Against this global backdrop, transfer pricing issues have become particularly relevant. And there are two stakeholders with competing agendas:
- Companies trying to understand their profitability, reduce tax and prevent double taxation when repatriating profits
- Tax authorities who see only lost tax revenue, and pursue and penalise poor transfer pricing practices, which they consider as tax avoidance schemes
Increasing compliance burden
The rules and regulations surrounding transfer pricing are strict and are set to become even stricter. The Organisation for Economic Co-operation and Development (OECD) confirmed as much in a January 2014 discussion document on transfer pricing documentation, which predicted an increased compliance burden, particularly for MNEs but SMEs do not escape. Where SMEs often feel the pinch is the cost of complying with complex transfer pricing rules, faced with the lack of the necessary expertise and resources in-house.
Easing the burden for SMEs
Inside the European Union transfer pricing compliance has received particular attention. As for SMEs, the EU Joint Transfer Pricing Forum (JTPF) has acknowledged the need to stick to the EU’s own proportionality principle (the principle that any EU measure must be appropriate, necessary and reasonable); this should help balance the need to apply transfer pricing rules with any burden it creates for SMEs who have to comply with the rules.
The European Commission recently produced a set of initiatives aimed at helping SMEs:
- An electronically accessible source of information with details of whom to contact for help
- Create clarity and certainty by raising SMEs’ awareness of transfer pricing processes
- Member States to develop simplification measures to reduce the compliance burden for SMEs
- Assure appropriate treatment of SMEs
- Consider simplification measures already in place in other Member States and contained in earlier JTPF reports
- Fast-track dispute resolution for the simpler, low-value SME claims
- Explore and implement auditor-to-auditor contact within the framework of mutual agreement procedures, and the EU Arbitration Convention
We can perhaps draw some interesting conclusions from two recent JTPF studies of the transfer pricing situation across EU Member States. These were compiled in January 2011 and September 2012 and asked some probing questions.

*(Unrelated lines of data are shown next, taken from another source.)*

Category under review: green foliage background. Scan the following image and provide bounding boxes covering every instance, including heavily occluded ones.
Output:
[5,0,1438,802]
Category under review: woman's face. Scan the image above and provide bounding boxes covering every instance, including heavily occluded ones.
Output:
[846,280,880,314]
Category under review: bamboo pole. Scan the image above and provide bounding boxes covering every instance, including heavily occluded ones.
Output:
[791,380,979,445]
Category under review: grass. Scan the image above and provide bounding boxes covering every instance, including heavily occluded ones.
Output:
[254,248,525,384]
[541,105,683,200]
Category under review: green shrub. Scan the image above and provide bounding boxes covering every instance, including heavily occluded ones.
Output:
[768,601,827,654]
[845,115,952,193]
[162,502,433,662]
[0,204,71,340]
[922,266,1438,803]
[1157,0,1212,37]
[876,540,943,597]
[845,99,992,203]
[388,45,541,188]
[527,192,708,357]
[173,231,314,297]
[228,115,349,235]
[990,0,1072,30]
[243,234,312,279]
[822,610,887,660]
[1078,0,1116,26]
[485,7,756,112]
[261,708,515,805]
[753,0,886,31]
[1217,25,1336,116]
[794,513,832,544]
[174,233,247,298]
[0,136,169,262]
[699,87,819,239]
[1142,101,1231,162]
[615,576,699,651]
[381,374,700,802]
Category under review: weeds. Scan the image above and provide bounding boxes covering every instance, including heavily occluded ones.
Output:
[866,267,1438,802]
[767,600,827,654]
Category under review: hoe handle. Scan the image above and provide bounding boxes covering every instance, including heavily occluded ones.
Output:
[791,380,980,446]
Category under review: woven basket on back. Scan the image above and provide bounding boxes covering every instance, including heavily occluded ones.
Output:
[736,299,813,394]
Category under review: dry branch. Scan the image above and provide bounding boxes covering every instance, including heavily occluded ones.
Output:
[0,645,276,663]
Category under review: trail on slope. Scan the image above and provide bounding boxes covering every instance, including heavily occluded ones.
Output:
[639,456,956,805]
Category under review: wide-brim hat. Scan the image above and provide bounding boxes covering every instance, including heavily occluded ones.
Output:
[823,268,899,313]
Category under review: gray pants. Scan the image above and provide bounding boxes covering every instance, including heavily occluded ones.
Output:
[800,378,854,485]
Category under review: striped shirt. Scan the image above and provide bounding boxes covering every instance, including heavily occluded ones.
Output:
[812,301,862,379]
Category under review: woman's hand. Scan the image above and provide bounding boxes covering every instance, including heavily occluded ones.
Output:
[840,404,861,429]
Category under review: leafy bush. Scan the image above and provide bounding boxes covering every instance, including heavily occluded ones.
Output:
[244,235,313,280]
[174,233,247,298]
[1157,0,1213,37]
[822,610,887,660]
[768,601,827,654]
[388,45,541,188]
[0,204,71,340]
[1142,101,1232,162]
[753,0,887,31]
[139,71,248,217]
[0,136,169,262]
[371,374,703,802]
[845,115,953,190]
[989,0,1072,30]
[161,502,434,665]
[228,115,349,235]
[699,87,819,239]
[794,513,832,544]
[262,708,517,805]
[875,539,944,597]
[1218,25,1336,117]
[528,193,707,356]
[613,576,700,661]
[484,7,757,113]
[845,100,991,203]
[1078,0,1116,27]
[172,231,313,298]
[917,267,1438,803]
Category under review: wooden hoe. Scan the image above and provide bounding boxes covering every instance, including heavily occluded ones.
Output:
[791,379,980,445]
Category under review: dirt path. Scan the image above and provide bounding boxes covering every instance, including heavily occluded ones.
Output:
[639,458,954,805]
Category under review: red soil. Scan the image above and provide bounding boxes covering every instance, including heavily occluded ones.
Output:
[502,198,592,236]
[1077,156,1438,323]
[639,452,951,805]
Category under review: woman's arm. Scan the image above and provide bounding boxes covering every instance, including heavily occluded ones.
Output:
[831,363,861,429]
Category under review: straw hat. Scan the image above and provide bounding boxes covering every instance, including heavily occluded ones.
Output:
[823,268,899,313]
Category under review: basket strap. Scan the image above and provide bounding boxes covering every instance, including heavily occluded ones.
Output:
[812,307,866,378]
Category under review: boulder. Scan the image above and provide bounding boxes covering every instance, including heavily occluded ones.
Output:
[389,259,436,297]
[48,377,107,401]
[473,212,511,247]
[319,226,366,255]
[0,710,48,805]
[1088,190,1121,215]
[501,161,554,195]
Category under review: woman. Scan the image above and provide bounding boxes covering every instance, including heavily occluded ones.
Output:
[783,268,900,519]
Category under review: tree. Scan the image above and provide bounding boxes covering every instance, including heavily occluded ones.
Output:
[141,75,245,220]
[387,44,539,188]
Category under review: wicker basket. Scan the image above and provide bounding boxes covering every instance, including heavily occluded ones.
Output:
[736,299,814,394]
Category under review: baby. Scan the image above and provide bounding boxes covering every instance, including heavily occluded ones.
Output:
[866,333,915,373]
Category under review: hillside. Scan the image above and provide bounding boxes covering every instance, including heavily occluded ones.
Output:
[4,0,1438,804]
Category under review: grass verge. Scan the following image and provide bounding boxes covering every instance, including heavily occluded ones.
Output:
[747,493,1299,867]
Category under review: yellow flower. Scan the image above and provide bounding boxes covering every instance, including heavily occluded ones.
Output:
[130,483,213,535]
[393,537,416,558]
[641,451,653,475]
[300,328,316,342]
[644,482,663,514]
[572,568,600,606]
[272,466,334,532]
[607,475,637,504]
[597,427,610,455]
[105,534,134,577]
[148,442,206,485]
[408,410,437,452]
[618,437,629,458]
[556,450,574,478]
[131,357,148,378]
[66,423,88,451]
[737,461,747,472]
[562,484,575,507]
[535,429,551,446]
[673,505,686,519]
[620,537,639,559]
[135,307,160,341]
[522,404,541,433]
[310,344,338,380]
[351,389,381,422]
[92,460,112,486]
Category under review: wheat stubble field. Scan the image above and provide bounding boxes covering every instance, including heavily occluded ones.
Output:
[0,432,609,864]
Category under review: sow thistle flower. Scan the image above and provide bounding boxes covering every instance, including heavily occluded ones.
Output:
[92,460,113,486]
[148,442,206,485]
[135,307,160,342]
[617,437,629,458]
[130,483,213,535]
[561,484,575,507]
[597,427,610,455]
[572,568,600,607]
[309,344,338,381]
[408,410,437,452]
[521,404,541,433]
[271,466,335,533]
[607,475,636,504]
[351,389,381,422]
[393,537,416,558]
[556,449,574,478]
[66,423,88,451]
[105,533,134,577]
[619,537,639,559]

Here are some of the main findings.
Measures to make life easier for SMEs
Twenty-two of twenty-eight Member States have already introduced measures aimed at making life easier for SMEs (which are at times defined differently across Member States):
- Denmark, Estonia, Finland, Hungary, Ireland, Latvia, Portugal, UK: total exemption of SMEs from transfer pricing rules
- Belgium, Czech Republic, France, Germany, Greece, Italy, Slovakia, Spain, Sweden: simplified transfer pricing documentation requirements
- Lithuania, Netherlands, Romania: help from the tax authorities and lower costs for advanced pricing arrangements
- Bulgaria, Slovenia: ‘benevolent’ attitude shown by tax authorities
Austria, Croatia, Cyprus, Luxembourg, Malta and Poland are the six Member States that have no facilitating measures in place.
So Member States have made efforts to help SMEs when dealing with transfer pricing, although there is still a lot to do. Despite these steps to simplify transfer pricing it is still a complex area, and European tax consultants have an important role to play in assisting the 1.2 million SMEs with potential transfer pricing issues.